Hans Meyer, Swiss architect and urban planner, was the second director of the art school of the Bauhaus during an ephemeral stage of his career, from 1928 to 1930. A year and a half before Gropius named him his successor, he invited him to join of the architecture workshop within the school.

Meyer did not conceive of architecture as an artistic action: under the motto "the needs of people instead of luxurious needs", he conveyed in school the idea of putting the social character of architecture before ornamentation. His life and work were strongly influenced by his political ideas, giving rise to numerous polemics, which ended up overshadowing in some way his career as a teacher and director of the Bauhaus.
Hans Emil Meyer was born in Basel, Switzerland, in 1889, in a family of architects. Raised in an atmosphere of Marxist ideas, his life and work were strongly influenced by his thoughts until the date of his death in 1954. He trained in a workshop, away from a college. His first relevant work was the Siedlung Freidorf, a cooperative project that tried to solve the needs of the working people.

Being already an architect, he appeared in different competitions with his partner Hans Wittwer. One of the projects that made more known was the primary school for women in Basel, Petersschule, 1926. The work stands out for its open spaces, with which sought a great brightness within the classroom.
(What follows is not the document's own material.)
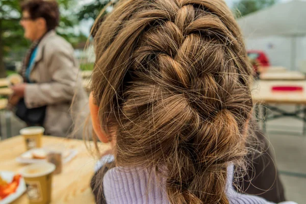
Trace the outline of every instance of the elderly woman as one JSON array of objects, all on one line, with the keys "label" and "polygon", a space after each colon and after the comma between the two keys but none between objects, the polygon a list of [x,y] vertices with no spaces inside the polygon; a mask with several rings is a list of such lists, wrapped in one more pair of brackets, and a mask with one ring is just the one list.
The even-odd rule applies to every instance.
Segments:
[{"label": "elderly woman", "polygon": [[23,103],[26,112],[34,111],[35,119],[39,120],[36,124],[25,121],[29,125],[42,125],[45,134],[60,137],[76,126],[79,131],[74,133],[80,138],[88,99],[73,49],[55,31],[60,18],[58,5],[53,0],[30,0],[21,9],[20,24],[32,45],[21,69],[25,83],[12,87],[14,95],[21,98],[17,111]]}]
The project raises an interesting idea of raising the playground space on a large platform, which allowed the creation of a covered public plaza below it.
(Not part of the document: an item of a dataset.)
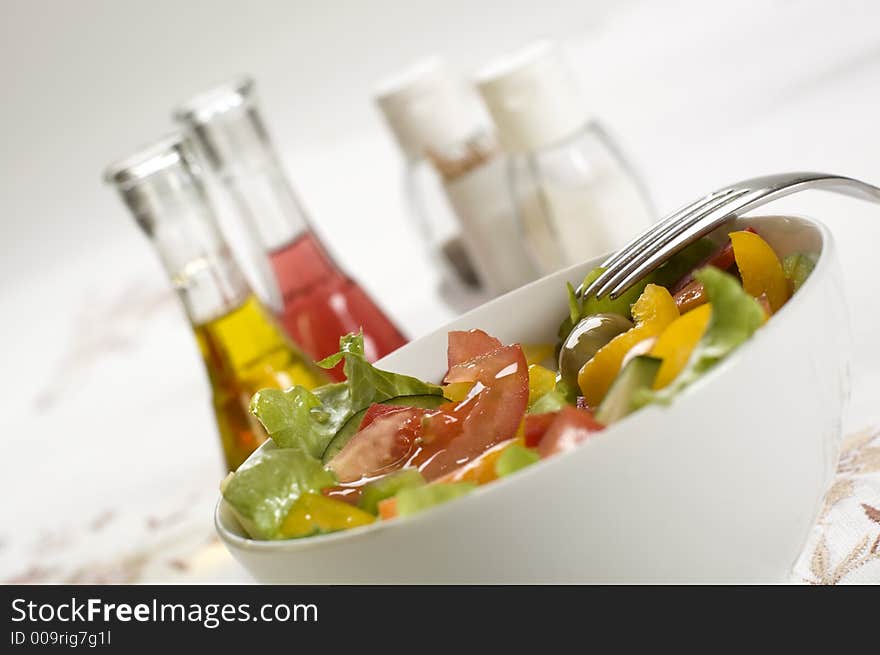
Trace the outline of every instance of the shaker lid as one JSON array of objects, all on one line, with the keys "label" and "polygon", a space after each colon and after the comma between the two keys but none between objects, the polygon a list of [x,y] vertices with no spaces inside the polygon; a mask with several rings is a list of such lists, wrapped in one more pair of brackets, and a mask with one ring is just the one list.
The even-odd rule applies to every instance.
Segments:
[{"label": "shaker lid", "polygon": [[174,109],[174,118],[188,125],[204,125],[222,114],[246,108],[253,93],[253,78],[241,75],[182,102]]},{"label": "shaker lid", "polygon": [[375,101],[409,159],[464,141],[486,123],[476,94],[436,56],[386,79]]},{"label": "shaker lid", "polygon": [[184,163],[189,166],[185,150],[181,134],[166,135],[110,164],[104,172],[104,180],[124,189],[171,167]]},{"label": "shaker lid", "polygon": [[586,122],[571,69],[552,41],[538,41],[484,68],[477,88],[510,152],[536,150]]}]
The project for the contest of the League of Nations in Geneva in 1927, despite not winning, became an important reference for the Bauhaus and became a constructivist icon.

Beginnings at the Dessau school

Meyer met Walter Gropius during the inauguration of the Bauhaus in Dessau in 1927. Interested in Meyer's abilities and character, Gropius invited him to take part in the architecture workshop of the Dessau school. Hannes accepted and joined the teaching team of the Bauhaus in the spring of 1927. He remained in school until 1930.

Initially, he was a teacher of the architecture section, and he took courses on general issues of architecture. The workshop did not have the expected reception, with a little less than 10 students per semester. Among its first students was the first woman from the Bauhaus to study architecture, Lotte Stam-Beese, with whom she would be romantically linked. During this period he published his previous projects in the Bauhaus magazine.

In a second stage, he was particularly interested in the projects that were presented at the school, in order to achieve a comprehensive training of students. He began a method of study in which he analyzed with his students plans that were not executed and constructions carried out. His colleague Hans Wittwer gave continuity to this procedure when Meyer was appointed director of the school.


Screenshot. Video. Hannes Meyer – der vergessene Direktor | 100 Jahre Bauhaus | SRF Kultur

Nombramiento como director de la Bauhaus

Barely a year and a half after his arrival at the Bauhaus, Gropius appointed him director of the school, after his first candidate, Mies Van Der Rohe, initially rejected the position. Thus, in 1928, Hannes Meyer became the second director of the Bauhaus.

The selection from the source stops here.